Today is when I was able to articulate the reasons I had a hard time with this album at first. I've learned from this experience that I'm pretty closed-minded about new music and thats why I usually don't like it at first.  I try and cram music into a box. I want it to sound a certain way. I want the structure of a song to follow a certain format. I have to fall in love with the lyrics. If it gets stuck in my head quickly, all the more better. I like music with predictable repetition. I've got to be able to sing along. But after listening to most of the songs several times, I've realized I have to read a little deeper into the lyrics to understand what they mean. I have to work at appreciating the message. I also did a little googling wed night to find some explanations by the band. Not every song is explained but hearing the central message of what Simple Math is about, I realize that there's a very specific context for some of these songs and its not blatantly obvious. And if you dont know what that context is, you are like a lost wanderer in a foreign land. Anyway, yesterday I accepted I couldn't expect to appreciate the songs based on lyrics alone. And today I realized these songs just dont follow a structure I'm used to. But when I started opening my mind do what they are (instead of what they aren't) I started to feel a new hope that I could maybe really like this band.
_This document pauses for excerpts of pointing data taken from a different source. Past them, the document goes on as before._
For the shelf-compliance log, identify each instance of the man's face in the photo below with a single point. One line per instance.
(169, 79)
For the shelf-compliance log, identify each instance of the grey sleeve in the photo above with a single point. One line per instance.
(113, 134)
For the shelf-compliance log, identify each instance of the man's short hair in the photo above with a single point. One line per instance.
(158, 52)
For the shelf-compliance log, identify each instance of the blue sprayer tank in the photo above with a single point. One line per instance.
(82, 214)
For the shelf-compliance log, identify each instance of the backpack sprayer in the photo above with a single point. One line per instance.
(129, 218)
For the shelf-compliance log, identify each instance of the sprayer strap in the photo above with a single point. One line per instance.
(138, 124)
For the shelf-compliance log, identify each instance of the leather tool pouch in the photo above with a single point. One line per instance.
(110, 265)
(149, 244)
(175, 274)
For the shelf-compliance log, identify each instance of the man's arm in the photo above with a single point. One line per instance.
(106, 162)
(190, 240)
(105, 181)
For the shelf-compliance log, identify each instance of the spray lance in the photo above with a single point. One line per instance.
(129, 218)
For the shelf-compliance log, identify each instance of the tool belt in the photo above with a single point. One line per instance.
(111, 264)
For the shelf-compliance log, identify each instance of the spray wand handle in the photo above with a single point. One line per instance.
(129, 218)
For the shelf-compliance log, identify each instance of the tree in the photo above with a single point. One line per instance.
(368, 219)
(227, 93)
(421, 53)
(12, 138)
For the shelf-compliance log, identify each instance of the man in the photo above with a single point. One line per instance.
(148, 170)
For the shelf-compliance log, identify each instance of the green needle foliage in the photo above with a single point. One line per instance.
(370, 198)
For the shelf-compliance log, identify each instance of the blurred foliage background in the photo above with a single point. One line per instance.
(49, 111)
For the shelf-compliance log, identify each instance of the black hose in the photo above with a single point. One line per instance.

I'm still excited to see if they're awesome in concert on Saturday. Thats one question I had from the start and after this whole process this week, it still remains.

Wednesday, June 1, 2011

Explaining why i have to explain people

I dont understand people. I dont understand where they get their ideas. Why they get pleasure from what they do. Why they treat others the way they do.

I dont even understand myself.

I know that I judge people because its how I think I can make them make sense in my head. Or to put it another way...people dont make sense. when they dont, my first reaction is to judge them. but why is that my response? because if i judge them, i give an explanation for why they are the way they are. Or maybe I dont give an explanation, but I put them in some sort of box and then I feel like they make sense to me now. so judging people is how i fool myself into thinking they make sense to me. or explaining them.

Even though judging them is so wrong in so many ways. I cant assume I know why people are the way they are. I cant put them into a box because usually the box I choose is much worse than what reality is. But I have a hard time dealing with the fact that people are confusing to me. I have to be able to explain 85% of what I observe in my life.

The best I can come up with is that most of the time, people do things the way they do for a reason (even though that reason is not apparent to me).